Effect of aging temperature on the precipitation behavior and mechanical properties of Fe–Cr–Ni maraging stainless steel

Abstract

Aging is an important heat treatment process for maraging stainless steel. During aging, the interaction between intermetallic compounds and dislocations has a significant impact on the mechanical properties of the material. In this article, the effect of aging temperature on the precipitation behavior and mechanical properties of Fe–Cr–Ni maraging stainless steel was studied by means of a three-dimensional atom probe (3DAP) and high-resolution transmission electron microscopy (HRTEM). The results show that coherent Ni3(Ti, Al) precipitates by heterogeneous nucleation from Ni/Ti/Al coclusters formed at defects (mainly dislocations) in the range of 350–450 °C, which leads to a rapid increase in strength and a sharp decrease in toughness.
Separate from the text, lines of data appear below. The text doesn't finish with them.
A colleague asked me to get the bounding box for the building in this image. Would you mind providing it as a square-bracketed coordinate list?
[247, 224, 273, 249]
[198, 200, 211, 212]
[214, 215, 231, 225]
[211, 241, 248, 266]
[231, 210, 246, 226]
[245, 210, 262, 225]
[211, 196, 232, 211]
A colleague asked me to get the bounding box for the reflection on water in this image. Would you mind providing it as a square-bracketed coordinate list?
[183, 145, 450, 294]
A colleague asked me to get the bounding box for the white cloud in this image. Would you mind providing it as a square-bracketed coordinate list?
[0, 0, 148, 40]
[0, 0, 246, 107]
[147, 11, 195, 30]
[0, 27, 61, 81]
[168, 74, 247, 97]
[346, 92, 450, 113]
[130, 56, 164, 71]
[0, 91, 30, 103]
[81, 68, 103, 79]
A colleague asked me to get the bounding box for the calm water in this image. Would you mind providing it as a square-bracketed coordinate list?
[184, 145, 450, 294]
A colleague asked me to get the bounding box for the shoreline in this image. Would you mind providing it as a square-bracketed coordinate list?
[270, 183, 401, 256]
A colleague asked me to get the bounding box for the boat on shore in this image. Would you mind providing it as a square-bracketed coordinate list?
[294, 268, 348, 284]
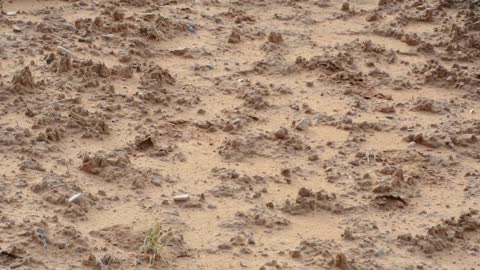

At 450–500 °C, the interface between Ni3(Ti, Al) and the matrix gradually changes from coherent to semicoherent, and an increase in the equivalent precipitate radius is accompanied by a decrease in their density. The tensile strength of the material reaches its peak value, and the toughness is improved. Within the range of 500–600 °C, Ni3(Ti, Al) continues to grow, aggregate and coarsen, and the amount of reverted austenite increases significantly. Both effects lead to a prominent decrease in the tensile strength and a substantial increase in toughness. The Ni3(Ti, Al) grows axially along the <111> dislocations through tube diffusion. The radial growth is parallel to [110]α and [11‾2]α, and the process is affected by the climbing and slipping of misfit edge dislocations. The strength increment of precipitates with different sizes formed at the peak aging temperature is calculated according to the critical transition radius, and the superposed results of the cutting and bypassing mechanisms during the yielding stage are found to be consistent with the experimental data, indicating that the two mechanisms work simultaneously. The findings provide a more accurate method for predicting the yield strength of materials.